C’est pour moi un grand honneur et un réel plaisir de me trouver à cette tribune pour exposer devant vous et devant la nation, les grandes lignes du programme d’action du Gouvernement d’Union Nationale que j’ai la charge de conduire. Je le fais avec beaucoup d’humilité. Car je sais que la mission est lourde et que j’aurai besoin de votre concours le long du parcours.

Monsieur le Président,
Honorables Députés,

Qu’il me soit permis en prélude à mes propos de m’incliner devant la mémoire des compatriotes de tous bords qui ont perdu leur vie durant notre processus démocratique et plus particulièrement lors des troubles sociopolitiques de l’an dernier. Le sang versé par ces compatriotes constitue, j’en suis sûr, une semence pour la patrie.

J’adresse également ces mots de compassion aux nombreux réfugiés et à toutes les personnes déplacées qui, nous en sommes conscients, vivent dans des conditions pénibles.

Excellence Monsieur le Président,
Honorables Députés,

Si je me présente aujourd’hui devant vous, ce n’est pas par hasard.

C’est parce que vous qui êtes les représentants du peuple, et moi qui suis appelé à diriger le Gouvernement d’Union Nationale, nous avons en commun trois choses, trois convergences de vue.

La première, qui est un constat douloureux, c’est que nous savons de part et d’autre que notre pays, le Togo souffre dans le concert des nations d’un traitement qui aurait dû ne pas être le sien.

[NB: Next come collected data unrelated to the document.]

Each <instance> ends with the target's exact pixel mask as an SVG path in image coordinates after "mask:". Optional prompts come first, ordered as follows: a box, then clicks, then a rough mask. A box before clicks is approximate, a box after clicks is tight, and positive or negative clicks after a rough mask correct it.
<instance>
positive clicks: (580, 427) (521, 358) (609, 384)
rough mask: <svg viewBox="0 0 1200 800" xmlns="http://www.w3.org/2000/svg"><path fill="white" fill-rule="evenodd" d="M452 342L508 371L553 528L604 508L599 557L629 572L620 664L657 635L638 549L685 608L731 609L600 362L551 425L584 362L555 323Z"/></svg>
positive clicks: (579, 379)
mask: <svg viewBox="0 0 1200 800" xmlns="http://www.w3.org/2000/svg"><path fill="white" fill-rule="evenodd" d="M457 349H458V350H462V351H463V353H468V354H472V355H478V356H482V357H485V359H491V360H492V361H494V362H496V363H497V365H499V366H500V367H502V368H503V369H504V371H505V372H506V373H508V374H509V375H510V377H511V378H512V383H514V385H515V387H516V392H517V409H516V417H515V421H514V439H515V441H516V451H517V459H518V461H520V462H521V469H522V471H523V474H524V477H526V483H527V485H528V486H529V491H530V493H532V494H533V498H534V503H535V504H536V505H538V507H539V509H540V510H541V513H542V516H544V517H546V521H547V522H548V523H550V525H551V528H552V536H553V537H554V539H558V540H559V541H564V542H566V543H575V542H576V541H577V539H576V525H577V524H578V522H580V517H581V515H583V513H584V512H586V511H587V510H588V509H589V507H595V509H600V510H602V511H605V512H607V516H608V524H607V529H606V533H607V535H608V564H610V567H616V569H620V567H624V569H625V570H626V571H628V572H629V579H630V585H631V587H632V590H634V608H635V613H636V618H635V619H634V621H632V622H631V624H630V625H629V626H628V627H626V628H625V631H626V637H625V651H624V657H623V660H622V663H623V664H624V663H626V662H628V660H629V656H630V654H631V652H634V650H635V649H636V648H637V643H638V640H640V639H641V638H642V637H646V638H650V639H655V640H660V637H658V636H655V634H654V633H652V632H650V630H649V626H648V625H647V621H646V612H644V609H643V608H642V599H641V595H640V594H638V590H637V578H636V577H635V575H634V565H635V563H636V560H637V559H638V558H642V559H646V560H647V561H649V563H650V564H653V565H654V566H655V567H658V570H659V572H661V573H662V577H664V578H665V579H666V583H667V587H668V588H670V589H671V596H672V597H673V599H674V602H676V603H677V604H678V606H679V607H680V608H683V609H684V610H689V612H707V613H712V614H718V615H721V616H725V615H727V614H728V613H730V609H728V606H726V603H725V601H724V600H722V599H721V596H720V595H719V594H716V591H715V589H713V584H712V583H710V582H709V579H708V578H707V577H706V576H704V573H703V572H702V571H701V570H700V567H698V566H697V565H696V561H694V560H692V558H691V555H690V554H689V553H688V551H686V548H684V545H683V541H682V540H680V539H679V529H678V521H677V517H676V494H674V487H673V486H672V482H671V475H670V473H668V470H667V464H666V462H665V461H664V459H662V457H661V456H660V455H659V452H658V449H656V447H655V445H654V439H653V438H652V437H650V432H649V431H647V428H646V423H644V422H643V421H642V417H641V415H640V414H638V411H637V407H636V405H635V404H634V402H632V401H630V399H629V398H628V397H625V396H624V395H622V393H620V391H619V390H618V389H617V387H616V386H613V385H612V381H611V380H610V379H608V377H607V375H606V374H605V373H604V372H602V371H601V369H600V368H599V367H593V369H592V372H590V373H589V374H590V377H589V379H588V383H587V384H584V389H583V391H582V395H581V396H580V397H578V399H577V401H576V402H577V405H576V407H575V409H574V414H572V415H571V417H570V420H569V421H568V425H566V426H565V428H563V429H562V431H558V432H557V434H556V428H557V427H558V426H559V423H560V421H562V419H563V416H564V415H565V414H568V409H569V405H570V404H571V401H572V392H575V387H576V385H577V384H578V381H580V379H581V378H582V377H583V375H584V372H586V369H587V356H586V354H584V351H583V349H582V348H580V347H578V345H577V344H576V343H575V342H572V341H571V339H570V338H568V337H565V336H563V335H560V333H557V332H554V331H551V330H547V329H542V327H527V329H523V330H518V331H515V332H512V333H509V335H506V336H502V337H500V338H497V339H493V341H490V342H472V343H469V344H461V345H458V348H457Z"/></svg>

M’adressant à vous qui avez le privilège d’être au devant des populations, au milieu des populations et derrière les populations, j’ai à peine besoin d’expliciter mes propos de peur de faire simplement écho des réalités que vous connaissez mieux que moi.

Je ne vous apprendrai en effet rien de nouveau en disant que, comme dans bien d’autres pays africains, la pauvreté et le chômage des jeunes ont atteint au Togo, un seuil intolérable.

Les effets cumulés de la dégradation des termes de l’échange ont accentué la chute du pouvoir d’achat de toutes les couches sociales. Tous, nous éprouvons un besoin pressant de voir redonner à la fonction publique le goût de rendre aux citoyens des services plus performants. Malgré les efforts de redressement en cours, l’état de dégradation des équipements publics est toujours préoccupant.

Les services assurés aux malades, y compris aux personnes infectées du VIH/SIDA, ne sont pas à la hauteur des attentes. Ces insuffisances entre autres, ont profondément affecté de multiples domaines de notre vie nationale. Et pourtant, que de richesses ne sommes-nous pas comblés par la nature ? Le port en eau profonde de la capitale n’est-il pas l’un des plus appréciés de la sous-région ? Nous avons vocation à être une place financière et le corridor de desserte préféré par nos voisins de l’hinterland. Notre végétation est objet d’admiration pour sa verdure, sa densité et sa diversité. Le sous-sol de nos régions regorge de richesses minières. Et que dire de notre belle plage de Lomé dont le charme est à peine exploité par l’industrie touristique.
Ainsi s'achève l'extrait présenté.